Monday, October 10, 2011

Back to Dyeing

In pursuit of a design, I have used some of my old naturally dyed silk to play around with some machine embroidery.  I only had relatively small pieces left but that was fine for the design I have been working on in the last few days.
However, I decided that I might want some larger pieces and, as I had some undyed silk that I bought about a year ago, and some pieces I got on the remnant table at an expensive silk shop recently, I decided to do some natural dyeing.
I had also picked up some bark while walking at Yarra Bend recently, so the dyeing has been in the back of my mind for a while, obviously. I don't know what the trees were that I got the bark from, they had thick, stringy bark that looked like it would give good colour.

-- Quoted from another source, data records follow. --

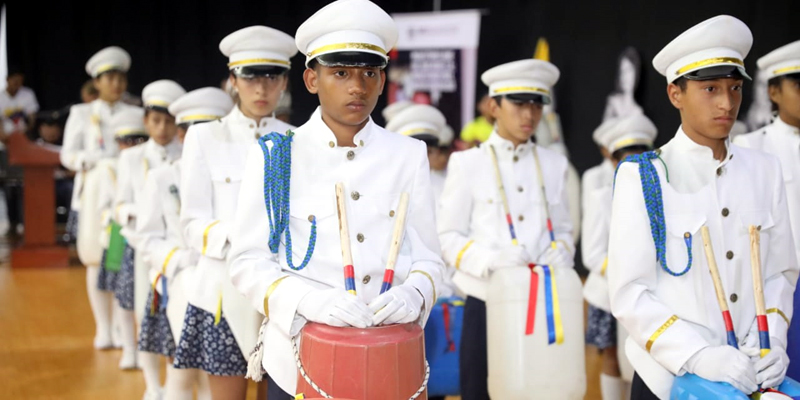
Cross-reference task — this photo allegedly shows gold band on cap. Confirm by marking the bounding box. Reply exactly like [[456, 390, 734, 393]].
[[227, 58, 291, 68], [774, 65, 800, 75], [179, 114, 222, 124], [95, 63, 124, 76], [401, 128, 437, 137], [611, 138, 653, 152], [146, 99, 170, 108], [115, 128, 146, 137], [675, 57, 744, 76], [307, 42, 387, 58], [492, 86, 551, 96]]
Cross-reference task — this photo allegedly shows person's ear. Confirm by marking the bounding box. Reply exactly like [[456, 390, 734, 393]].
[[768, 82, 782, 107], [667, 83, 683, 110], [489, 97, 501, 120], [304, 68, 319, 94]]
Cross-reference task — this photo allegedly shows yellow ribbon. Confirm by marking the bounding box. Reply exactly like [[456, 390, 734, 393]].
[[263, 276, 289, 319], [767, 308, 790, 326], [411, 270, 437, 304], [600, 257, 609, 276], [214, 293, 223, 326], [551, 270, 564, 344]]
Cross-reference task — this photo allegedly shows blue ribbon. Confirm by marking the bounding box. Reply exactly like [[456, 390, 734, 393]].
[[160, 276, 168, 311], [543, 266, 556, 344]]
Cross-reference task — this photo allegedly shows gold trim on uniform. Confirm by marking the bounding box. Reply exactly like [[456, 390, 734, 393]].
[[227, 58, 291, 68], [646, 315, 679, 353], [307, 42, 387, 58], [455, 240, 475, 270], [202, 220, 221, 255], [95, 63, 124, 75], [492, 86, 551, 96], [767, 308, 790, 326], [263, 276, 290, 319], [179, 114, 222, 124], [675, 57, 744, 76], [145, 99, 170, 108], [401, 128, 437, 137], [115, 128, 147, 137], [600, 257, 609, 276], [411, 270, 437, 304], [774, 65, 800, 75]]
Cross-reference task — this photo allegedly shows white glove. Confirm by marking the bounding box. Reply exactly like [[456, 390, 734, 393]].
[[740, 319, 761, 359], [368, 285, 425, 326], [755, 347, 790, 389], [488, 246, 531, 271], [684, 346, 758, 394], [297, 288, 373, 329], [540, 243, 574, 269]]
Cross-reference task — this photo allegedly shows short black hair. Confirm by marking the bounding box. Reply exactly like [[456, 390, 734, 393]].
[[7, 65, 23, 78], [673, 76, 688, 92], [144, 107, 172, 118], [307, 59, 320, 70], [767, 73, 800, 112]]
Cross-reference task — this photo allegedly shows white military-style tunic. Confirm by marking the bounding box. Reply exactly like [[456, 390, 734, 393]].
[[438, 131, 575, 301], [115, 138, 182, 246], [608, 128, 799, 399], [581, 159, 616, 310], [61, 99, 136, 211], [431, 168, 446, 209], [180, 106, 295, 358], [228, 107, 445, 394], [734, 117, 800, 265], [137, 161, 197, 338]]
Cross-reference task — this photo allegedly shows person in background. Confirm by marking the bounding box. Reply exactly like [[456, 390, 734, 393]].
[[82, 79, 99, 104], [0, 66, 39, 137], [459, 93, 495, 147]]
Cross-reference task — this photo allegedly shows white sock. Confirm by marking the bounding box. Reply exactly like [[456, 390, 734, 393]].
[[601, 374, 625, 400], [85, 265, 112, 348], [119, 307, 138, 369], [196, 371, 211, 400], [165, 365, 197, 400], [140, 352, 162, 393], [112, 305, 123, 348]]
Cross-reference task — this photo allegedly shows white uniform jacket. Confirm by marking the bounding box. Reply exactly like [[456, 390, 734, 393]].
[[115, 138, 182, 247], [180, 106, 294, 357], [735, 117, 800, 265], [438, 131, 575, 301], [608, 128, 798, 399], [61, 99, 135, 210], [581, 159, 616, 310], [137, 162, 197, 291], [228, 107, 445, 394]]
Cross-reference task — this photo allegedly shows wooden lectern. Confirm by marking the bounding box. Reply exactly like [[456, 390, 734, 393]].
[[7, 132, 69, 268]]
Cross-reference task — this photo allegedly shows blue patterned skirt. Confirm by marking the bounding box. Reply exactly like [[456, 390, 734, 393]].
[[97, 249, 120, 292], [138, 290, 176, 357], [173, 304, 247, 376], [586, 305, 617, 350], [114, 244, 135, 311]]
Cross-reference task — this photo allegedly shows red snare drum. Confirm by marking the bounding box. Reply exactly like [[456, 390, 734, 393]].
[[295, 323, 428, 400]]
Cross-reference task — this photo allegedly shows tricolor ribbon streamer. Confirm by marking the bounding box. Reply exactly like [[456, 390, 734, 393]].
[[149, 274, 167, 316], [525, 264, 564, 345]]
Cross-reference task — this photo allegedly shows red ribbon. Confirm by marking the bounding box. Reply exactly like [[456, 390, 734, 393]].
[[442, 303, 455, 352], [525, 263, 539, 335]]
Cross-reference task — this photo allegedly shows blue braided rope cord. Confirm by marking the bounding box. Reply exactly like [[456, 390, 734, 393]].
[[258, 130, 317, 271], [614, 151, 692, 276]]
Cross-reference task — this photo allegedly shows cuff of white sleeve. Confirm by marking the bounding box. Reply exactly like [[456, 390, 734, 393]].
[[203, 221, 229, 260], [265, 276, 315, 337], [404, 272, 436, 325]]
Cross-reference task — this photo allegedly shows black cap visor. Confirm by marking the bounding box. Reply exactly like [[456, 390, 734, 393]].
[[315, 51, 387, 68], [683, 65, 751, 81]]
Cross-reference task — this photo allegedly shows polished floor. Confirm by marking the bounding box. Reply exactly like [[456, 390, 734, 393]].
[[0, 260, 603, 399]]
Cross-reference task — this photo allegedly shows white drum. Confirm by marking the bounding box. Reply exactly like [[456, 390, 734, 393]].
[[487, 265, 586, 399]]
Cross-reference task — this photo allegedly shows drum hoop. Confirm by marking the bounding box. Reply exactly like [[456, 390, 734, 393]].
[[291, 334, 430, 399]]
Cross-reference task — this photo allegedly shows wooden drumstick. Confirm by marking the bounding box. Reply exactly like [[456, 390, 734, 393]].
[[379, 192, 410, 294], [749, 225, 771, 358], [700, 226, 738, 348], [335, 183, 356, 296]]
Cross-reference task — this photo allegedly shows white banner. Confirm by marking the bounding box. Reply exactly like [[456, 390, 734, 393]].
[[389, 10, 482, 132]]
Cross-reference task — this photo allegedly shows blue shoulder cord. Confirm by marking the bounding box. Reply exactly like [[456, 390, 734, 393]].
[[258, 131, 317, 271], [614, 150, 692, 276]]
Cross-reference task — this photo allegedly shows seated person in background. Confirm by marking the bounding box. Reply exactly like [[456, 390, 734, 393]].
[[0, 66, 39, 138]]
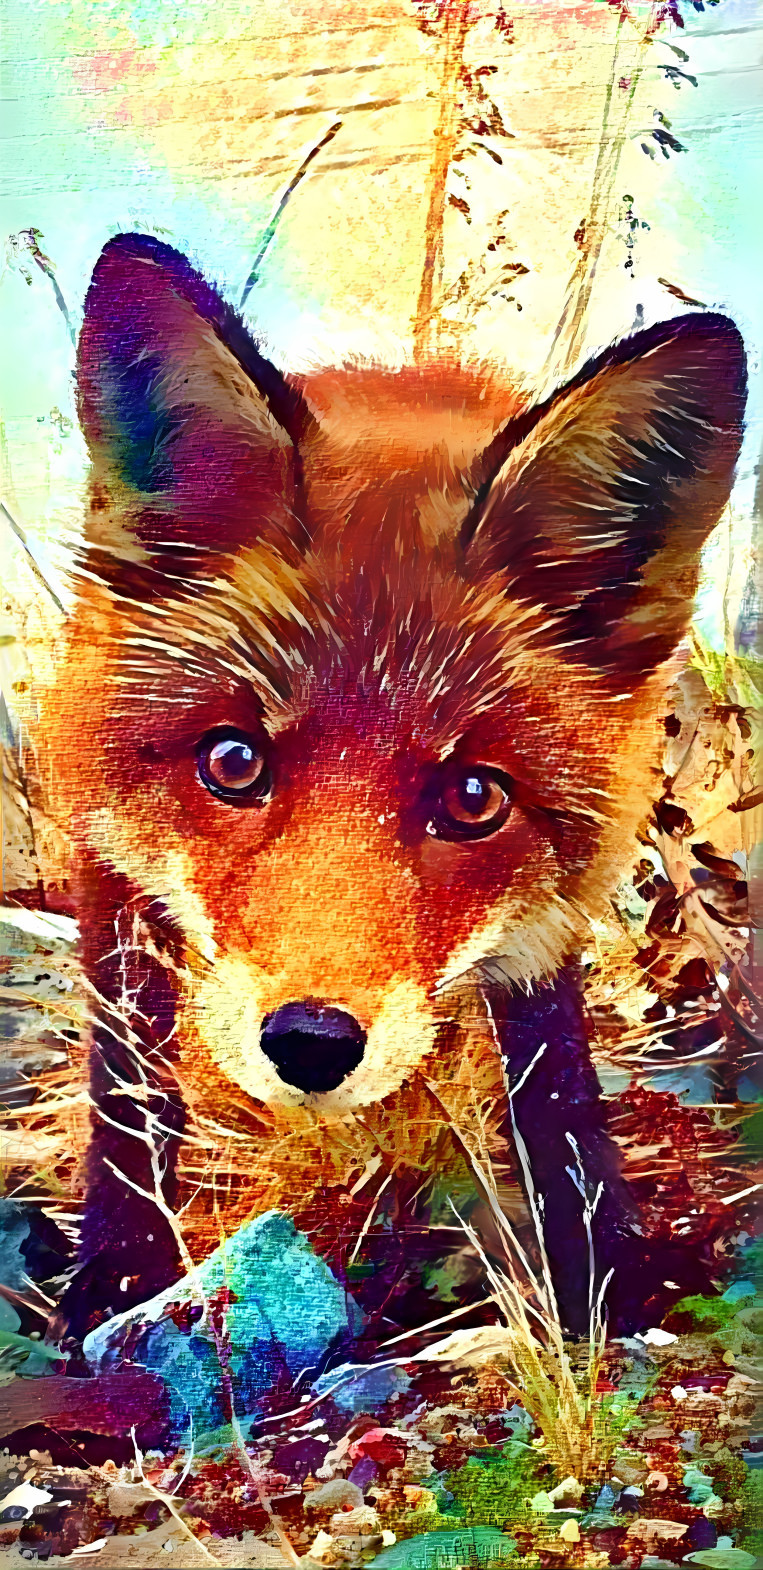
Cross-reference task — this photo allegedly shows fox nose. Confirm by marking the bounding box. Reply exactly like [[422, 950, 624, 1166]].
[[260, 1001, 366, 1094]]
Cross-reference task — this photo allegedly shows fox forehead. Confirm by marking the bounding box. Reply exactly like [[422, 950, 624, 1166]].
[[297, 360, 523, 517], [296, 362, 524, 558]]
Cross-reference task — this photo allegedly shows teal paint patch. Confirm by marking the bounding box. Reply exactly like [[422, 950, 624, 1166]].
[[369, 1528, 518, 1569]]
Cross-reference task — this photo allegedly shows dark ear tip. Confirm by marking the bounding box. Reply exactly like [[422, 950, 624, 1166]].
[[568, 309, 747, 429], [626, 309, 747, 389], [96, 231, 185, 267], [87, 231, 213, 311], [624, 307, 744, 349], [80, 233, 314, 447]]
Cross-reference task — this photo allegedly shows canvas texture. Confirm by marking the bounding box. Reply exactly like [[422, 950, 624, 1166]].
[[0, 2, 760, 1565]]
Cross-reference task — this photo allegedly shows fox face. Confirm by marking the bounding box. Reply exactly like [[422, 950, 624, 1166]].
[[45, 236, 746, 1126]]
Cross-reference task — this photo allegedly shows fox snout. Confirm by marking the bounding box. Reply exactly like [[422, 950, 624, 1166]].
[[260, 1000, 367, 1093]]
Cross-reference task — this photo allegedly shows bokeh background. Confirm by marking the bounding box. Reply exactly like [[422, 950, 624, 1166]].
[[1, 0, 761, 647]]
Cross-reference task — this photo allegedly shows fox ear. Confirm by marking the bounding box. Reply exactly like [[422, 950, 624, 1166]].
[[463, 313, 746, 681], [78, 233, 313, 572]]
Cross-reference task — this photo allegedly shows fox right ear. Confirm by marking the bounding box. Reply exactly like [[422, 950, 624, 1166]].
[[78, 233, 313, 573], [463, 312, 746, 683]]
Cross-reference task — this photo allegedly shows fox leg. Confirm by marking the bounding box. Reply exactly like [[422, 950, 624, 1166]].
[[486, 968, 698, 1336], [53, 872, 186, 1341]]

This weekend I decided to do something about it - finally.  I found some old bark that I must have collected about a year ago, lemon scented eucalyptus. I wasn't sure if having had it lie around for so long would be good or bad - I'm still not sure as it worked well but, who knows, it may have worked better if I had used it closer to the time I collected it.  Or, it may have worked well as it has been dry all that time and perhaps it was getting more intense.
Using very old lemon scented bark.  
I then used the bark that I collected recently, not knowing if the rain we have been having much more consistently this year would affect it, make it less strong.  That worked well too.  So I am a happy little vegemite at present.

As you can see, one of the fabrics was obviously not 100% silk, the weft stayed white.


It is amazing how different sorts of silk fabric take the colour up, some were very dark while others were more muted.

Being a not very precise dyer, I just put the bark in some water, boiled it up with the silk in it and let it simmer for an hour or so.  Then I let it all cool down overnight and washed the silk out in the morning.

There was quite a lot of good looking dye bath left.  I couldn't just throw it out, so in went some more silk, some mordant and I heated it up for another hour.  There is still more dye bath left, lots more dyeing to do soon.

The recent bark dye with ferrous sulphate added.

All of these were from the recent bark, some with mordant, some with none.


This one had copper sulphate added.
To top it all off, I still had a piece of tissue silk not used and some leftover dyebath with the ferrous sulphate, so I did a cold soak for an hour.  

Now all I have to do is come up with a design that will use a lot of these fabrics, otherwise I have been having a very expensive play for no good reason.